Example 5 hydrochlorothiazide immunogen and coating antigen combination optimization
The dihydrocuvatoxin artificial antigen 4- ((6-chloro-1, 1-dioxy-7-sulfamoyl-2, 3-dihydro-4H-benzo [ e ] [1, 2, 4] thiadiazin-4-yl) methyl) benzoic acid-BSA, 2- (6-chloro-1, 1-dioxide-7-sulfamoyl-2, 3-dihydro-4H-benzo [ e ] [1, 2, 4] thiadiazin-4-yl) acetic acid-BSA, 2- (6-chloro-1, 1-dioxide-7-sulfamoyl-2, 3-dihydro-4H-benzo [ e ] [1, 2, 4] thiadiazin-4-yl) propionic acid-BSA were separately immunized against New Zealand rabbit, the prepared antibody is subjected to coating antigen screening of all structures, and the titer and the inhibition rate of the prepared antibody are detected by ELISA and are shown in table 1.

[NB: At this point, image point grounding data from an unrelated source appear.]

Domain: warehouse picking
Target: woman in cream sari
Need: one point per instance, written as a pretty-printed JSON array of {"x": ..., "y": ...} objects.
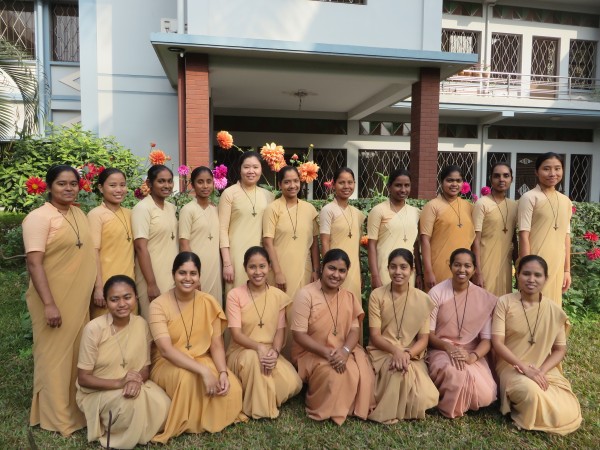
[
  {"x": 325, "y": 324},
  {"x": 188, "y": 361},
  {"x": 393, "y": 224},
  {"x": 399, "y": 333},
  {"x": 114, "y": 367},
  {"x": 256, "y": 315},
  {"x": 529, "y": 335}
]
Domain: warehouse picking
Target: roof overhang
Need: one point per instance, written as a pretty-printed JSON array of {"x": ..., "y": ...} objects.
[{"x": 266, "y": 74}]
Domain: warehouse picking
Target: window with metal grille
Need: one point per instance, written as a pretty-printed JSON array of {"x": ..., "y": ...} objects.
[
  {"x": 460, "y": 41},
  {"x": 372, "y": 162},
  {"x": 493, "y": 158},
  {"x": 581, "y": 177},
  {"x": 463, "y": 8},
  {"x": 525, "y": 178},
  {"x": 347, "y": 2},
  {"x": 582, "y": 63},
  {"x": 65, "y": 32},
  {"x": 546, "y": 16},
  {"x": 467, "y": 161},
  {"x": 328, "y": 160},
  {"x": 17, "y": 25},
  {"x": 506, "y": 53}
]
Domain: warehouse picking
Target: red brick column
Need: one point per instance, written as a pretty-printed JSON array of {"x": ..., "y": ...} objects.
[
  {"x": 424, "y": 133},
  {"x": 197, "y": 110}
]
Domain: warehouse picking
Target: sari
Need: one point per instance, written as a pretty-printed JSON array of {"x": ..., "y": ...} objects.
[
  {"x": 474, "y": 387},
  {"x": 192, "y": 409},
  {"x": 332, "y": 395},
  {"x": 555, "y": 410},
  {"x": 263, "y": 394}
]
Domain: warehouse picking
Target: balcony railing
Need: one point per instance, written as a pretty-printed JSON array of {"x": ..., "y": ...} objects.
[{"x": 515, "y": 85}]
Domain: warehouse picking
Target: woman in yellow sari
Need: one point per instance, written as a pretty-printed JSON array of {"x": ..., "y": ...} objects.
[
  {"x": 341, "y": 227},
  {"x": 445, "y": 225},
  {"x": 325, "y": 324},
  {"x": 241, "y": 209},
  {"x": 459, "y": 340},
  {"x": 393, "y": 224},
  {"x": 113, "y": 389},
  {"x": 155, "y": 237},
  {"x": 60, "y": 261},
  {"x": 399, "y": 333},
  {"x": 188, "y": 361},
  {"x": 544, "y": 218},
  {"x": 110, "y": 225},
  {"x": 199, "y": 232},
  {"x": 256, "y": 316},
  {"x": 529, "y": 335},
  {"x": 495, "y": 245}
]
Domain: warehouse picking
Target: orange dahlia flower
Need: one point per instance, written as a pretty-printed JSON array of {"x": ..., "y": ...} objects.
[
  {"x": 35, "y": 185},
  {"x": 273, "y": 154},
  {"x": 225, "y": 140},
  {"x": 157, "y": 157},
  {"x": 308, "y": 171}
]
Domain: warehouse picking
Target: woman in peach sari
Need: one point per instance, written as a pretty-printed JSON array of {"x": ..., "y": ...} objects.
[
  {"x": 399, "y": 333},
  {"x": 445, "y": 225},
  {"x": 325, "y": 325},
  {"x": 529, "y": 335},
  {"x": 461, "y": 325},
  {"x": 188, "y": 361},
  {"x": 256, "y": 315}
]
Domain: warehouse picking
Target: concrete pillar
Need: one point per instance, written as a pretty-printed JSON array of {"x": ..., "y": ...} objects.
[{"x": 424, "y": 133}]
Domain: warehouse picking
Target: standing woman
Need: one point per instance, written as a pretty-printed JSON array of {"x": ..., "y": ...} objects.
[
  {"x": 256, "y": 319},
  {"x": 188, "y": 361},
  {"x": 393, "y": 224},
  {"x": 60, "y": 261},
  {"x": 529, "y": 335},
  {"x": 114, "y": 367},
  {"x": 446, "y": 225},
  {"x": 545, "y": 225},
  {"x": 241, "y": 209},
  {"x": 459, "y": 338},
  {"x": 495, "y": 220},
  {"x": 341, "y": 227},
  {"x": 110, "y": 225},
  {"x": 290, "y": 236},
  {"x": 199, "y": 232},
  {"x": 399, "y": 333},
  {"x": 155, "y": 232},
  {"x": 326, "y": 325}
]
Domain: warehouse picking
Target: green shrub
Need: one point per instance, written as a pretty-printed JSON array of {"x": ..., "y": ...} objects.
[{"x": 33, "y": 156}]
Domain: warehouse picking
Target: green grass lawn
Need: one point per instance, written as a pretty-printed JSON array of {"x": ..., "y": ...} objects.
[{"x": 482, "y": 429}]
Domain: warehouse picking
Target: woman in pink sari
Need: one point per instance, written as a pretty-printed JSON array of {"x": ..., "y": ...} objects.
[{"x": 459, "y": 339}]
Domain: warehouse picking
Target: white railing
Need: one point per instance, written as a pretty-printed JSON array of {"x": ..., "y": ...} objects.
[{"x": 500, "y": 84}]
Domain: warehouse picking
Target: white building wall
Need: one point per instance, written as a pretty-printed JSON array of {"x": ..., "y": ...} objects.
[
  {"x": 124, "y": 90},
  {"x": 406, "y": 24}
]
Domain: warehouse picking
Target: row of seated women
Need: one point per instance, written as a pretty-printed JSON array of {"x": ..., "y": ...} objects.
[
  {"x": 60, "y": 244},
  {"x": 395, "y": 378}
]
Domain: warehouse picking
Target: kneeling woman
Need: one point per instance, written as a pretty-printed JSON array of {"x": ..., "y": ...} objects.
[
  {"x": 325, "y": 325},
  {"x": 189, "y": 358},
  {"x": 256, "y": 318},
  {"x": 529, "y": 335},
  {"x": 460, "y": 333},
  {"x": 399, "y": 333},
  {"x": 113, "y": 370}
]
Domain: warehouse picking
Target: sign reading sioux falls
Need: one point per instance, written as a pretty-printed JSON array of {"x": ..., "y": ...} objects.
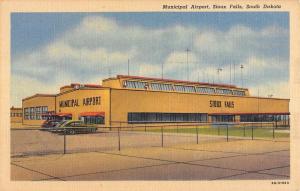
[
  {"x": 85, "y": 102},
  {"x": 214, "y": 103}
]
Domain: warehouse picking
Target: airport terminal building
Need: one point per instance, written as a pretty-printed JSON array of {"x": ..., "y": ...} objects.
[{"x": 135, "y": 100}]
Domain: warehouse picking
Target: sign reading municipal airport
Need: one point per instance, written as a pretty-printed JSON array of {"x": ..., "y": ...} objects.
[
  {"x": 85, "y": 102},
  {"x": 215, "y": 103}
]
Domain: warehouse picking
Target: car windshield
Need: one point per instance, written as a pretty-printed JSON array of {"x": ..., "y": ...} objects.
[{"x": 60, "y": 123}]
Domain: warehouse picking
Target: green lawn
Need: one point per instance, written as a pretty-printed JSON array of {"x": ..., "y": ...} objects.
[{"x": 240, "y": 132}]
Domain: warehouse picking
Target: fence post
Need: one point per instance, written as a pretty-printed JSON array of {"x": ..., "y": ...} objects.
[
  {"x": 119, "y": 141},
  {"x": 197, "y": 134},
  {"x": 162, "y": 137},
  {"x": 64, "y": 141},
  {"x": 227, "y": 131}
]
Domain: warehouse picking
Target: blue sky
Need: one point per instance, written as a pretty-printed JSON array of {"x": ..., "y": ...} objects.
[{"x": 50, "y": 50}]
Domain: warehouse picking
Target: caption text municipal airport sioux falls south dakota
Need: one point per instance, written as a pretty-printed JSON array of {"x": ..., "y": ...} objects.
[{"x": 219, "y": 6}]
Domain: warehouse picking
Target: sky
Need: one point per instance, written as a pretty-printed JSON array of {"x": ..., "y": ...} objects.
[{"x": 50, "y": 50}]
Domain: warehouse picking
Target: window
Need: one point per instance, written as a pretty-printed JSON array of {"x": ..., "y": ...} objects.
[
  {"x": 155, "y": 86},
  {"x": 135, "y": 84},
  {"x": 238, "y": 93},
  {"x": 205, "y": 90},
  {"x": 38, "y": 113},
  {"x": 179, "y": 88},
  {"x": 26, "y": 113},
  {"x": 222, "y": 118},
  {"x": 166, "y": 117},
  {"x": 189, "y": 89},
  {"x": 167, "y": 87},
  {"x": 224, "y": 91}
]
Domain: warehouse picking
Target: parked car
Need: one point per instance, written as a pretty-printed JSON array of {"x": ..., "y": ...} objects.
[
  {"x": 50, "y": 123},
  {"x": 72, "y": 127}
]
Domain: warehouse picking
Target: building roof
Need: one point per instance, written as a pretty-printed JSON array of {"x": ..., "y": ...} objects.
[
  {"x": 78, "y": 84},
  {"x": 40, "y": 95},
  {"x": 175, "y": 81}
]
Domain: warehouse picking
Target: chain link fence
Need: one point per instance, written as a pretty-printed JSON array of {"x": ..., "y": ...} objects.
[{"x": 38, "y": 141}]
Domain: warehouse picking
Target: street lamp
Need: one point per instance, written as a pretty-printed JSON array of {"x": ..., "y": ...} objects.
[
  {"x": 242, "y": 67},
  {"x": 218, "y": 71}
]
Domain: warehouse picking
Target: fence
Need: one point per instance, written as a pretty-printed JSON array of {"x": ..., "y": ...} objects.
[{"x": 32, "y": 141}]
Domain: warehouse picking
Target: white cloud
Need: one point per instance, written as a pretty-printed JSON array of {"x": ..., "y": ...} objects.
[{"x": 98, "y": 46}]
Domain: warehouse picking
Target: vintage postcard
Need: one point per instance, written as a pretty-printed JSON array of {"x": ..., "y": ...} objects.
[{"x": 123, "y": 95}]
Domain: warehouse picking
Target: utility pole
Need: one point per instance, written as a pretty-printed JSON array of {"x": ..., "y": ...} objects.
[
  {"x": 242, "y": 66},
  {"x": 187, "y": 62},
  {"x": 233, "y": 73},
  {"x": 128, "y": 67},
  {"x": 162, "y": 70},
  {"x": 230, "y": 75},
  {"x": 218, "y": 71}
]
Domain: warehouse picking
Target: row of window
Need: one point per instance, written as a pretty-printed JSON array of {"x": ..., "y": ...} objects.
[
  {"x": 35, "y": 113},
  {"x": 16, "y": 114},
  {"x": 92, "y": 119},
  {"x": 263, "y": 118},
  {"x": 222, "y": 118},
  {"x": 181, "y": 88},
  {"x": 166, "y": 117}
]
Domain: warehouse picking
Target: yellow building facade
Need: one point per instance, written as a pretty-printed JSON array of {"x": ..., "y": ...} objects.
[
  {"x": 16, "y": 115},
  {"x": 134, "y": 100}
]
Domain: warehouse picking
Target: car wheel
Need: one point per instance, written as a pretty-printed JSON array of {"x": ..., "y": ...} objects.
[{"x": 71, "y": 132}]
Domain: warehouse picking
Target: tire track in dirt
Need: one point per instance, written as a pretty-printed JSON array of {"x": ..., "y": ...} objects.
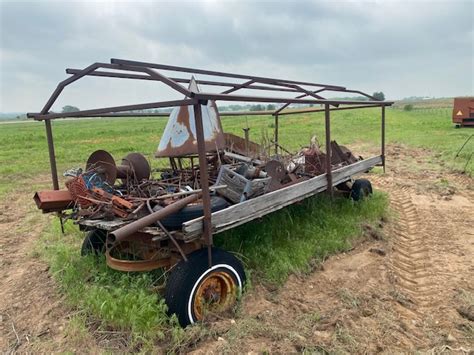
[{"x": 410, "y": 260}]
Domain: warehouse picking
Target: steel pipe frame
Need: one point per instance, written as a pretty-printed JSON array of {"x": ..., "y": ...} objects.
[
  {"x": 327, "y": 128},
  {"x": 197, "y": 99},
  {"x": 178, "y": 80},
  {"x": 215, "y": 73},
  {"x": 204, "y": 179}
]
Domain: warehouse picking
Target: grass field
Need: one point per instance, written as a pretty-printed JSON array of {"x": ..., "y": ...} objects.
[
  {"x": 289, "y": 241},
  {"x": 24, "y": 153}
]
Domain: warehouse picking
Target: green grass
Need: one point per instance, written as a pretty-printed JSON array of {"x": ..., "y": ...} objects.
[
  {"x": 289, "y": 241},
  {"x": 24, "y": 153},
  {"x": 292, "y": 240},
  {"x": 118, "y": 300}
]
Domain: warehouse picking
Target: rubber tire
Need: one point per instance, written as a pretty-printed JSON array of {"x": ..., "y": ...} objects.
[
  {"x": 185, "y": 278},
  {"x": 94, "y": 242},
  {"x": 176, "y": 220},
  {"x": 361, "y": 188}
]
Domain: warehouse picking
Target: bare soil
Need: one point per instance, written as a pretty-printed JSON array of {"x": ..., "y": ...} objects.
[{"x": 407, "y": 286}]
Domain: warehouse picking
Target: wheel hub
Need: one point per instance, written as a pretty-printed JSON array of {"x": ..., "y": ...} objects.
[{"x": 216, "y": 292}]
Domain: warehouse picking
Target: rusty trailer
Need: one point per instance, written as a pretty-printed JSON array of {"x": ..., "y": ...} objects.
[{"x": 132, "y": 216}]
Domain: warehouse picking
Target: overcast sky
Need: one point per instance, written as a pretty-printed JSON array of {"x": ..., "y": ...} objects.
[{"x": 402, "y": 48}]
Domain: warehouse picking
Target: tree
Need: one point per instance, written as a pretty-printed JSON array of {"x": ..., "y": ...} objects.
[
  {"x": 69, "y": 108},
  {"x": 379, "y": 96}
]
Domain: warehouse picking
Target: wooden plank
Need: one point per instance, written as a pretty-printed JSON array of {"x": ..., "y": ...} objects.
[{"x": 258, "y": 207}]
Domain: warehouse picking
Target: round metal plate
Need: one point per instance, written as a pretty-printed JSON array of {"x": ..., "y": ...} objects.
[{"x": 276, "y": 170}]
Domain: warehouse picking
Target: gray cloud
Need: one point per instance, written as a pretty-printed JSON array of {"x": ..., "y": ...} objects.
[{"x": 400, "y": 47}]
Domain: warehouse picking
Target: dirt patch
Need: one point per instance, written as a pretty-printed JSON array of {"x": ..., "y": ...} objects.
[{"x": 407, "y": 286}]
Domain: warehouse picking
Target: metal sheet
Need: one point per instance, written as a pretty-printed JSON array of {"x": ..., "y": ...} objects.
[{"x": 179, "y": 137}]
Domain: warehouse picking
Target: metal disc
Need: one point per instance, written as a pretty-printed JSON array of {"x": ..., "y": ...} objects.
[
  {"x": 137, "y": 164},
  {"x": 103, "y": 162}
]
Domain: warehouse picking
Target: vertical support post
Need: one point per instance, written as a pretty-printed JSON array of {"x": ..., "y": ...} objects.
[
  {"x": 247, "y": 140},
  {"x": 327, "y": 122},
  {"x": 383, "y": 138},
  {"x": 276, "y": 134},
  {"x": 204, "y": 176},
  {"x": 52, "y": 156}
]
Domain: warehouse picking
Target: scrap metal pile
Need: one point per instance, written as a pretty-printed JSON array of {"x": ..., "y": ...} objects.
[
  {"x": 240, "y": 171},
  {"x": 237, "y": 169}
]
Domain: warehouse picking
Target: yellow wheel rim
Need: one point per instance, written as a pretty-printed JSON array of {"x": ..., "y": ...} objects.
[{"x": 216, "y": 293}]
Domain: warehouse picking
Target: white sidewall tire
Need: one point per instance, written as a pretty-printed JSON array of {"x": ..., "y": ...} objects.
[{"x": 196, "y": 284}]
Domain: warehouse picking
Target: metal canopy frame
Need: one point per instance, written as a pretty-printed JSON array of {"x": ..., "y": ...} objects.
[{"x": 307, "y": 93}]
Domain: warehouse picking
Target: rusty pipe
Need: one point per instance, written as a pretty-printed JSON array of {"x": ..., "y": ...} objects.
[{"x": 126, "y": 231}]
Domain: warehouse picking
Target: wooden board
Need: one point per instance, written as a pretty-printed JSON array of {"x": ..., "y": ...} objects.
[{"x": 246, "y": 211}]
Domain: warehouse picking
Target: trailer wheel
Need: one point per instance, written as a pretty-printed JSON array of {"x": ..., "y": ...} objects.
[
  {"x": 361, "y": 188},
  {"x": 94, "y": 242},
  {"x": 193, "y": 287}
]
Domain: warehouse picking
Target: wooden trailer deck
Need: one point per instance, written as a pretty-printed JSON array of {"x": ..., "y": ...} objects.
[{"x": 257, "y": 207}]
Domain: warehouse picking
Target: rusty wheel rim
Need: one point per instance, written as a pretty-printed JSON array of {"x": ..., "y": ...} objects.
[{"x": 217, "y": 292}]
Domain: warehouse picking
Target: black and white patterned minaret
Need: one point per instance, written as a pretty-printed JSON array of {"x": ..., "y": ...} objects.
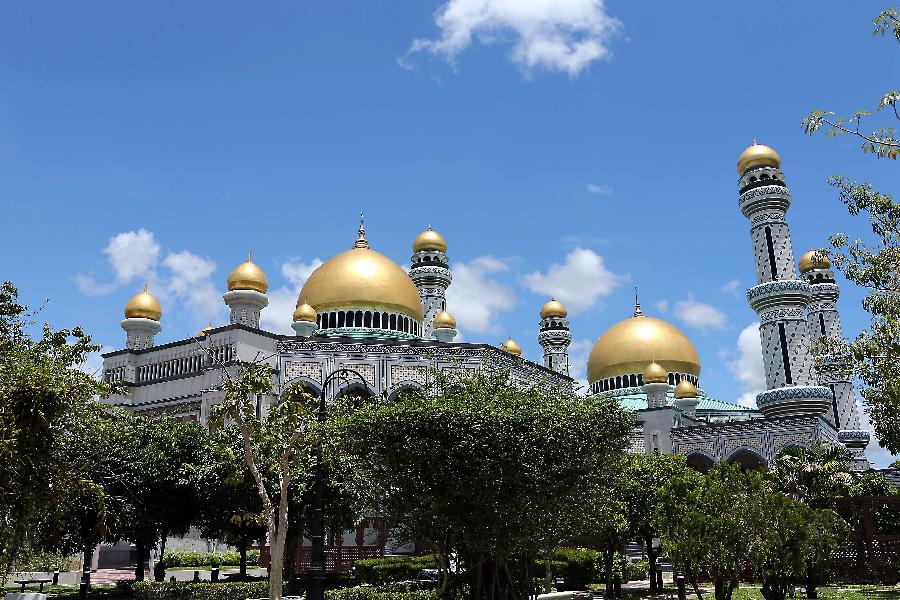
[
  {"x": 554, "y": 336},
  {"x": 824, "y": 322},
  {"x": 431, "y": 273},
  {"x": 780, "y": 298}
]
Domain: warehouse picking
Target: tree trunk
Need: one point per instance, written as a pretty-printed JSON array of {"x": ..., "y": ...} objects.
[{"x": 140, "y": 548}]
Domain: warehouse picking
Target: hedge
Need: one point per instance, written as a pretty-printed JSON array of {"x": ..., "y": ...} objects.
[
  {"x": 186, "y": 590},
  {"x": 380, "y": 571},
  {"x": 370, "y": 593},
  {"x": 204, "y": 559}
]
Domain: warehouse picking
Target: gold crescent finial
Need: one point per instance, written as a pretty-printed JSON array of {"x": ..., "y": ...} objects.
[{"x": 361, "y": 241}]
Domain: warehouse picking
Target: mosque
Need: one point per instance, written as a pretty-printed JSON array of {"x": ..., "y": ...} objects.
[{"x": 361, "y": 311}]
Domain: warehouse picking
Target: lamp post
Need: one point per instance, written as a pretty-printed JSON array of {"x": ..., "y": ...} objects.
[{"x": 316, "y": 589}]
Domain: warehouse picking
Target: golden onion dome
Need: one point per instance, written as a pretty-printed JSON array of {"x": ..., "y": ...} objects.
[
  {"x": 685, "y": 389},
  {"x": 444, "y": 320},
  {"x": 512, "y": 347},
  {"x": 248, "y": 276},
  {"x": 143, "y": 306},
  {"x": 362, "y": 277},
  {"x": 654, "y": 373},
  {"x": 429, "y": 240},
  {"x": 758, "y": 155},
  {"x": 814, "y": 259},
  {"x": 305, "y": 313},
  {"x": 554, "y": 308},
  {"x": 627, "y": 347}
]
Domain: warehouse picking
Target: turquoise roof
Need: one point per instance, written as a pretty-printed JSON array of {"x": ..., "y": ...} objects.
[{"x": 635, "y": 399}]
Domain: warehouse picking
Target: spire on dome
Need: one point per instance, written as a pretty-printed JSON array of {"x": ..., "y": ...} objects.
[{"x": 361, "y": 241}]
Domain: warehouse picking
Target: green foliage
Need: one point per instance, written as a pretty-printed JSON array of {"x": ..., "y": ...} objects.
[
  {"x": 379, "y": 571},
  {"x": 186, "y": 590},
  {"x": 177, "y": 558},
  {"x": 489, "y": 470},
  {"x": 371, "y": 593}
]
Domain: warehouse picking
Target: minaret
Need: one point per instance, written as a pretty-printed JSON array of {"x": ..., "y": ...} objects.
[
  {"x": 246, "y": 296},
  {"x": 655, "y": 385},
  {"x": 431, "y": 274},
  {"x": 141, "y": 324},
  {"x": 554, "y": 336},
  {"x": 779, "y": 298},
  {"x": 824, "y": 321}
]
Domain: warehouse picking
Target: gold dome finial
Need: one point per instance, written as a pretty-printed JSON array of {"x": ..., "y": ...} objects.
[
  {"x": 143, "y": 306},
  {"x": 248, "y": 276},
  {"x": 758, "y": 155},
  {"x": 430, "y": 240},
  {"x": 512, "y": 347},
  {"x": 685, "y": 389},
  {"x": 654, "y": 373},
  {"x": 814, "y": 259},
  {"x": 361, "y": 241}
]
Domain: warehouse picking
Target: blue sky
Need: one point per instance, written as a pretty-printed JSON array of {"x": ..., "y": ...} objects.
[{"x": 575, "y": 148}]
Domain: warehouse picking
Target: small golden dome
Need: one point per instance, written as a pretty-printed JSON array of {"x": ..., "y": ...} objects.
[
  {"x": 554, "y": 308},
  {"x": 143, "y": 306},
  {"x": 430, "y": 240},
  {"x": 306, "y": 313},
  {"x": 654, "y": 373},
  {"x": 814, "y": 259},
  {"x": 758, "y": 155},
  {"x": 362, "y": 277},
  {"x": 444, "y": 320},
  {"x": 248, "y": 276},
  {"x": 685, "y": 389},
  {"x": 627, "y": 347},
  {"x": 512, "y": 347}
]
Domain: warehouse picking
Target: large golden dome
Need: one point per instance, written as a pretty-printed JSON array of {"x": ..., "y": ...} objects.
[
  {"x": 361, "y": 277},
  {"x": 248, "y": 276},
  {"x": 429, "y": 240},
  {"x": 758, "y": 155},
  {"x": 143, "y": 306},
  {"x": 628, "y": 346}
]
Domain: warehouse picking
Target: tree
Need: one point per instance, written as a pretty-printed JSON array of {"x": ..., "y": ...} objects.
[
  {"x": 705, "y": 523},
  {"x": 469, "y": 468},
  {"x": 42, "y": 395},
  {"x": 874, "y": 354},
  {"x": 277, "y": 445},
  {"x": 881, "y": 142},
  {"x": 643, "y": 476}
]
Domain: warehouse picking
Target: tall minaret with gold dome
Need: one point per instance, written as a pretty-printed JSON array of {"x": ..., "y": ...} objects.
[
  {"x": 430, "y": 272},
  {"x": 246, "y": 295},
  {"x": 141, "y": 324},
  {"x": 824, "y": 321},
  {"x": 779, "y": 297},
  {"x": 554, "y": 336}
]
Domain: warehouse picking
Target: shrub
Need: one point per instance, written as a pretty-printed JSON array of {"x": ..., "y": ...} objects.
[
  {"x": 579, "y": 569},
  {"x": 636, "y": 571},
  {"x": 372, "y": 593},
  {"x": 380, "y": 571},
  {"x": 185, "y": 590},
  {"x": 204, "y": 559}
]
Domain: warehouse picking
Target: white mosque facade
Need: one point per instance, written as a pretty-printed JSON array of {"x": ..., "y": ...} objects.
[{"x": 361, "y": 311}]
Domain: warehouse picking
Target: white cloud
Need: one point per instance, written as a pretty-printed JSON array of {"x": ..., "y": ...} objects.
[
  {"x": 279, "y": 314},
  {"x": 475, "y": 297},
  {"x": 748, "y": 366},
  {"x": 557, "y": 35},
  {"x": 577, "y": 283},
  {"x": 731, "y": 287},
  {"x": 599, "y": 189},
  {"x": 700, "y": 315}
]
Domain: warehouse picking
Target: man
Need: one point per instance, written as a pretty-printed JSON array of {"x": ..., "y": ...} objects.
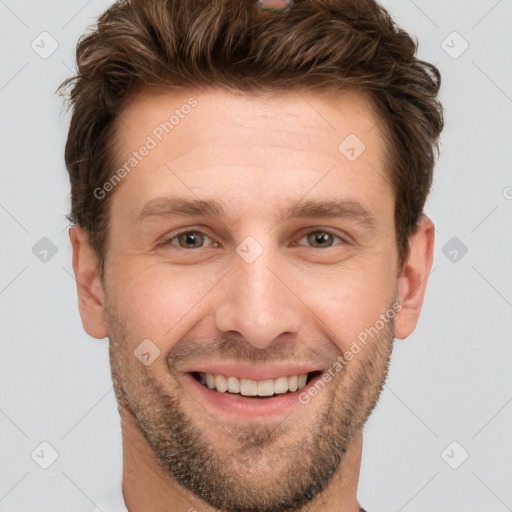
[{"x": 247, "y": 185}]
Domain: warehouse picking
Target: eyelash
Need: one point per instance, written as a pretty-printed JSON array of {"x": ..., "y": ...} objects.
[{"x": 168, "y": 241}]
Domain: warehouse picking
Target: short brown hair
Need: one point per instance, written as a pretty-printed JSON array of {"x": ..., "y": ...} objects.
[{"x": 323, "y": 44}]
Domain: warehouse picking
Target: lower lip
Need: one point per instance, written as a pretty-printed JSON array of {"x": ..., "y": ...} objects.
[{"x": 247, "y": 407}]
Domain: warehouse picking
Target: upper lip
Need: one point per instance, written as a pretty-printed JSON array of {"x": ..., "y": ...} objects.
[{"x": 254, "y": 372}]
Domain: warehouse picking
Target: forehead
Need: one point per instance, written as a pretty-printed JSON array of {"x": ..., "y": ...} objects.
[{"x": 267, "y": 146}]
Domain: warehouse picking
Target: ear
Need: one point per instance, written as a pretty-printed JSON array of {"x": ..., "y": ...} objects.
[
  {"x": 88, "y": 284},
  {"x": 413, "y": 278}
]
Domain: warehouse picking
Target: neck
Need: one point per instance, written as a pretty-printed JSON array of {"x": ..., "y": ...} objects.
[{"x": 146, "y": 486}]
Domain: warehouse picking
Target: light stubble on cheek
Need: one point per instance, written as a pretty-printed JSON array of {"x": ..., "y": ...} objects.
[{"x": 252, "y": 468}]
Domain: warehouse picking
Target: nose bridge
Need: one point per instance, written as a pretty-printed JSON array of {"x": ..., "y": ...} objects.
[{"x": 255, "y": 303}]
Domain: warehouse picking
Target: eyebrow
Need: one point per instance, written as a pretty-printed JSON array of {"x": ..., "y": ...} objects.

The specific operation steps are as follows:
(1) dihydrokeritin antibody was diluted with PBST at 1: 1000, 1: 2000, 1: 4000, 1: 8000, 1: 16000, 1: 32000, 1: 64000, 1: 128000, 1: 256000, with a blank control well (replaced with PBST);
(2) the dihydrocuckuti artificial antigen 4- ((6-chloro-1, 1-dioxy-7-sulfamoyl-2, 3-dihydro-4H-benzo [ e ] [1, 2, 4] thiadiazin-4-yl) methyl) benzoic acid-OVA, 2- (6-chloro-1, 1-dioxide-7-sulfamoyl-2, 3-dihydro-4H-benzo [ e ] [1, 2, 4] thiadiazin-4-yl) acetic acid-OVA, 6, 6' - (6-chloro-1, 1-dioxin-7-sulfamoyl-2H-benzo [ e ] [1, 2, 4] thiadiazin-2, 4(3H) -diyl) dihexanoic acid-OVA, 2- (6-chloro-1, 1-dioxide-7-sulfamoyl-2, 3-dihydro-4H-benzo [ e ] [1, 2, 4] thiadiazin-4-yl) propionic acid-OVA was diluted with coating solution (0.05M carbonate buffer, pH 9.6) to a concentration of 125ng/mL, coated with 96-well microplate, 100. mu.L per well, incubated overnight in a 37 ℃ constant temperature water bath, the coating solution was discarded, and washed 2 times with PBST (0.01M PBS, 0.06% Tween-20 (v/v));
(3) adding 120 μ L of sealing solution (1% fish glue protein) into each well, sealing at 37 deg.C for 3 hr, discarding sealing solution, clapping, and oven drying at 37 deg.C in drying oven for use;
(4) diluting 1mg/mL dihydroculothia 1000-fold with PBST to 1000 ng/mL;
(5) adding 50 μ L of dihydrocudracet dilution (three groups in parallel) to each row, adding 50 μ L of PBST dilution/well, incubating at 37 deg.C for 40min, and washing 5 times;
(6) adding goat anti-rabbit secondary antibody IgG-HRP (5000-fold dilution), incubating for 30min at 37 ℃, washing for 5 times, and clapping;
(7) adding color development liquid for developing for 10 min;
(8) add 50. mu.L of 10% H2SO4The reaction was stopped and the OD read at 450 nm;
the experimental results are as follows: the results of the detection of the titer inhibition ratios of antiserum obtained by immunizing the New Zealand white rabbits are shown in Table 1, and it can be seen that the immunized rabbits all generate rabbit polyclonal antibodies, the obtained antiserum has different degrees of inhibition effects on the target analyte dihydrochellothia, and the antibody inhibition ratio of the No. 1 New Zealand white rabbits is the highest and 88.2%, which indicates that the specificity recognition of the antibody dihydrochellothia is the strongest, and further indicates that the immune artificial antigen and the coated artificial antigen of the No. 1 are the best combination.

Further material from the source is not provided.